Thank you Sam Youngman of the Kentucky Herald-Leader. His article about the upcoming governor's race between Jack Conway and Tea Party loon Matt Bevin sums up how I feel about this appalling political race. It is a perfect microcosm of what progressives have to put up with when the state "Democratic" Party acts like they get their political strategy from a consultant inside the Beltway.
To be honest, I wasn't aware of this little factoid:
There were many surprising numbers in last year's U.S. Senate election, ending with the margin of victory (15.5 points).

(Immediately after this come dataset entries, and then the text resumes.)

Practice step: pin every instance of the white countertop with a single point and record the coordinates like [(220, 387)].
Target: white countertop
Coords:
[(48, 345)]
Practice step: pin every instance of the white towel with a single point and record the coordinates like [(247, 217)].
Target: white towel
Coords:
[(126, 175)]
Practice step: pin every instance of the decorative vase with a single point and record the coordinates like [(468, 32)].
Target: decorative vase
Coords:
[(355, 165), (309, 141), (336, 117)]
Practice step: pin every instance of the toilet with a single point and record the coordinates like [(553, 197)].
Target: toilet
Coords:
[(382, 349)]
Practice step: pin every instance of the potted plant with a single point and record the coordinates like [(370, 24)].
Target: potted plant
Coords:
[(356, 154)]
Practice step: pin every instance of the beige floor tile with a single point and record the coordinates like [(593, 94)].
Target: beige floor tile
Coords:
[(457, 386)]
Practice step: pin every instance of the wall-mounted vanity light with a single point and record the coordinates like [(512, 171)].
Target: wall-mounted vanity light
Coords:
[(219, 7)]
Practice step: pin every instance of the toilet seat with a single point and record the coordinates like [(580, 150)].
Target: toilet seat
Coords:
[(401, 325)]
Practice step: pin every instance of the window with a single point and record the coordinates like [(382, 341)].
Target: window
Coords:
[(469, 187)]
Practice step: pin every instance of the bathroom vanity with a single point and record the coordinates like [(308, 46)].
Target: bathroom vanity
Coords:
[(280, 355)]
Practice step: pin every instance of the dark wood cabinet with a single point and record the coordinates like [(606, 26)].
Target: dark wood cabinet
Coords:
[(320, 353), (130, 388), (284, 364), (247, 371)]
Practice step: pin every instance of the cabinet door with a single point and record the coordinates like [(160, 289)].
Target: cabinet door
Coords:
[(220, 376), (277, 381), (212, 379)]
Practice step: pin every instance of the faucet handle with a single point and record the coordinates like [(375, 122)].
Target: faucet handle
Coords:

But perhaps no other number was as shocking or concerning for Democrats than 12,000. That's roughly the number of Louisville Democrats who went into voting booths and pulled the lever for U.S. Rep. John Yarmuth and then left without voting for Democrat Alison Lundergan Grimes.
That number, pointed out by Kentucky writer James Higdon, presented a harsh new reality for Kentucky Democrats — there was only so much the liberal base was willing to put up with from its own party.
I knew that most Democrats who couldn't stomach Lundergan-Grimes chickenshit campaign sat at home, but I didn't know that some who did show up either didn't vote for her or wrote in another candidate:
Capillo is a liberal activist, one of the protesters dragged from a Frankfort committee room by Kentucky State Police this year after lawmakers refused to consider a proposal to restore voting rights to felons who have completed their sentences.
Capillo, who lives in Lexington, went into the voting booth last year and voted for a down-ballot Democrat — congressional candidate Elisabeth Jensen — and then wrote in the name of a candidate for U.S. Senate instead of voting for Grimes.
A double-whammy of insults — a Grimes ad about "illegal immigrants" and Grimes' refusal to say if she voted for Obama — in the closing days of the race were too much for Capillo and others.
And Conway is behaving in a similar way as the pathetic Lundergan-Grimes. However, as the article points out, there are major differences. And the big one is that Conway is at least defending the Medicaid expansion in KY. In fact, he has been playing some offense on the issue.
Yes, I am unhappy with Conway, but I will still vote for him because the alternative is just too awful to even contemplate. But my point is that Kentucky politicians can go too far in trying to be a Republican while running with the so called Democratic label. Conway appears to have avoided that this time.